Tracy: A real time, nanosecond resolution frame profiler

vblanco · 2024-09-24T08:39:19 1727167159

A truly incredible profiler for the great price of free. There is nothing coming at this level of features and performance even on paid software. Tracy could cost thousands of dollars a year and would still be the best profiler.

Tracy requires you to add macros to your codebase to log functions/scopes, so its not an automatic sampling profiler like superluminal, verysleepy, VS profiler, or others. Each of those macros has around 50 nanoseconds of overhead, so you can liberally use them in the millions. On the UI, it has a stats window that will record average, deviation, min/max of those profiler zones, which can be used to profile functions at the level of single nanoseconds.

Its the main thing i use for all my profiling and optimization work.

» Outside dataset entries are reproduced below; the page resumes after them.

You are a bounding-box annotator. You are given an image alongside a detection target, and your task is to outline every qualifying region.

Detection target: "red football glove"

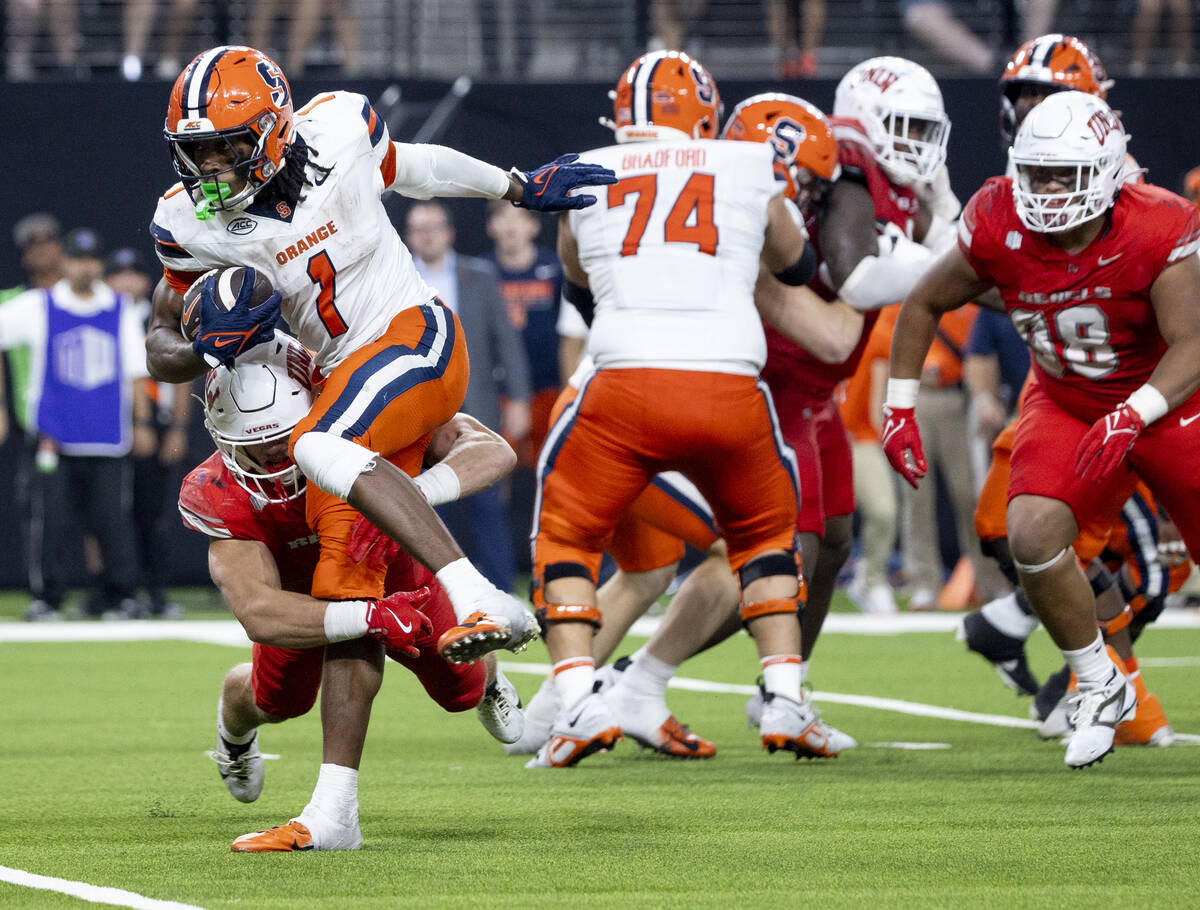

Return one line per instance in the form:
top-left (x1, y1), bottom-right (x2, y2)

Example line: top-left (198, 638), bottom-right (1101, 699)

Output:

I combine it with superluminal (sampling profiler) to get a high level overview of the program, then i put tracy zones on the important places to get the detailed information.

eagle2com · 2024-09-24T10:03:35 1727172215

Doesn't Tracy have the capability to do sampling as well? I remember using it at some point, even if it was finicky to setup because windows.

vblanco · 2024-09-24T10:27:51 1727173671

it does, but i dont use it much due to it being too slow and heavy on memory on my ryzen 5950x (32 threads) on windows. a couple seconds of tracing goes into tens of gigabytes of ram.

forrestthewoods · 2024-09-24T15:02:26 1727190146

Yeah I had issues with the Tracy sampler. It didn’t “just work” the way Superluminal did.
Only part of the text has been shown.